Tim Woodall said:
As an aside:
I recall seeing some platform specific headers which went for the
all-bits-one representation of "true" -- but the C implementations
gave 1 for !!TRUE as well...
int is_it_seven(int x)
{
return x==7;
}
if(is_it_seven(7) == TRUE)
printf("7 is seven\n");
else
printf("7 is not seven\n");
While I would never write the explicit test for TRUE [1], I would be
horrified at any header that defined TRUE such that this code didn't
behave as expected.
[1] Other peoples coding standards excepted.
The way to avoid this problem is to avoid *ever* doing an equality or
inequality comparison against either TRUE or FALSE. It happens that
FALSE can only be 0 (assuming sanity on the part of the author), so
(whatever == FALSE) is probably safe, but it's easier to remember and
follow the more general rule.
Remember that the is*() functions in <ctype.h> are explicitly allowed
to return non-zero values, so even with TRUE defined as 1, the test
(isalpha(c) == TRUE) is broken.
If you're going to define FALSE and TRUE, there's no reason to use
values other than FALSE==0 and TRUE==1. (Note that C99's <stdbool.h>
has false==0 and true==1.) But if you're going to write
if (is_it_seven(7) == TRUE) ...
you might as well write
if (((is_it_seven(7) == TRUE) != FALSE) == TRUE) ...
Or just do it right:
if (is_it_seven(7)) ...
There's no reason why one unnecessary comparison is better than two or
more. There's only one logical place to stop adding comparisons, and
that's before the first one.
The relational operators are defined to yield 0 or 1; if they don't,
the compiler is broken. But code that depends on this, though valid,
is suspicious; it's too easy to change
count += (x == 42);
to
count += (nearly_equal(x, 42));
and miss the fact that nearly_equal can return -1.
[...]
If you are using sign-magnitude or ones complement encoding then the
possible values of a signed int bitfield will be +0 and -0 or 0 and a
trap representation.
(I hope there isn't something somewhere that says that bitfields must be
twos complement. I can't see it but I'm sure if there is someone here
will be along quickly to correct me. ;-) )
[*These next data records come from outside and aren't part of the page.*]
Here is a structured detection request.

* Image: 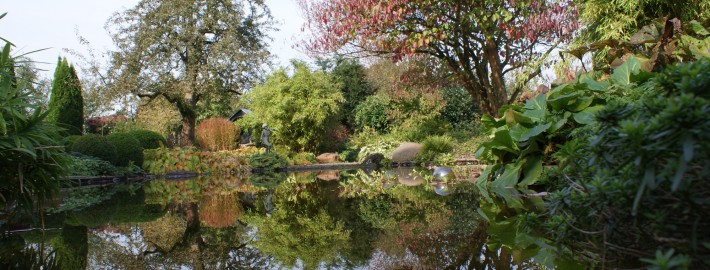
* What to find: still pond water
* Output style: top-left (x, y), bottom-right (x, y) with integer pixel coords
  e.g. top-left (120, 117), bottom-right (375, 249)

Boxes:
top-left (3, 167), bottom-right (579, 269)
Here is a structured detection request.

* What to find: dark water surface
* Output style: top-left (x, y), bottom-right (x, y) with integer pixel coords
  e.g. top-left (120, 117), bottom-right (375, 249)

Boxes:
top-left (2, 167), bottom-right (574, 269)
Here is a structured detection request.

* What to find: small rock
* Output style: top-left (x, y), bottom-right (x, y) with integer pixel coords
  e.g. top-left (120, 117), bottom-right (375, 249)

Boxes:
top-left (316, 153), bottom-right (340, 163)
top-left (390, 142), bottom-right (422, 163)
top-left (316, 171), bottom-right (339, 181)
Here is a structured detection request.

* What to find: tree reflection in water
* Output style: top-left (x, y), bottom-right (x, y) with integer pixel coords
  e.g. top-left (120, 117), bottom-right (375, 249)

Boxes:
top-left (2, 167), bottom-right (567, 269)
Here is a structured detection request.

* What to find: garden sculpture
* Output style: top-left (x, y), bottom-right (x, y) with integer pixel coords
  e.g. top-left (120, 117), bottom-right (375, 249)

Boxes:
top-left (261, 123), bottom-right (272, 153)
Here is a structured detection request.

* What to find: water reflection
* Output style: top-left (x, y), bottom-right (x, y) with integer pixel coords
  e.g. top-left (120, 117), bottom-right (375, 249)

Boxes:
top-left (1, 166), bottom-right (569, 269)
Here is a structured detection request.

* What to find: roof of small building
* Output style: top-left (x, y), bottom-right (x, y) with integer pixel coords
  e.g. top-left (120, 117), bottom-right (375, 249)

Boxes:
top-left (229, 108), bottom-right (252, 122)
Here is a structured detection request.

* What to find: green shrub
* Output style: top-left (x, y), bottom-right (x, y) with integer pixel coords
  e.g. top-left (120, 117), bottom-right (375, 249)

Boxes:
top-left (354, 95), bottom-right (390, 133)
top-left (416, 135), bottom-right (454, 163)
top-left (71, 134), bottom-right (117, 164)
top-left (241, 61), bottom-right (344, 152)
top-left (339, 149), bottom-right (359, 162)
top-left (290, 152), bottom-right (316, 165)
top-left (399, 117), bottom-right (450, 142)
top-left (106, 132), bottom-right (144, 167)
top-left (64, 135), bottom-right (82, 150)
top-left (440, 86), bottom-right (479, 128)
top-left (66, 154), bottom-right (117, 176)
top-left (128, 129), bottom-right (166, 149)
top-left (248, 152), bottom-right (288, 171)
top-left (542, 58), bottom-right (710, 268)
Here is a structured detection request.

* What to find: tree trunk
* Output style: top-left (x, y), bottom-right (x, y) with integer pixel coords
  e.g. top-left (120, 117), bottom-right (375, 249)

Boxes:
top-left (181, 113), bottom-right (196, 147)
top-left (484, 37), bottom-right (508, 116)
top-left (174, 95), bottom-right (198, 147)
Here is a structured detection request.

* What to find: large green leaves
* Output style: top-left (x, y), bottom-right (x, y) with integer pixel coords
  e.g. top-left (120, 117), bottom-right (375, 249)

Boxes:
top-left (611, 56), bottom-right (653, 87)
top-left (477, 56), bottom-right (654, 189)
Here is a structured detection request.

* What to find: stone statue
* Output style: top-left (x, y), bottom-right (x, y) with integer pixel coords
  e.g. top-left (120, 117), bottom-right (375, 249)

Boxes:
top-left (260, 123), bottom-right (272, 153)
top-left (240, 128), bottom-right (252, 145)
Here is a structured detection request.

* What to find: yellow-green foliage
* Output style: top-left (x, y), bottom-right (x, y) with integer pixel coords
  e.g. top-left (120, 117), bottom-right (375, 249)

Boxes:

No, bit fields aren't required to be two's complement, so there's no
guarantee that a 1-bit signed bit field can hold a value other than 0.
But signed bit fields in general are unlikely to be useful. That's
not to say that they're never useful. If you want a struct member to
be as small as possible and to hold any value in the range -7..+7, a
4-bit signed bit field is the way to do it. But as soon as you try to
store -8, you've lost some portability. (Then again, a restriction to
2's-complement systems may not be a problem.)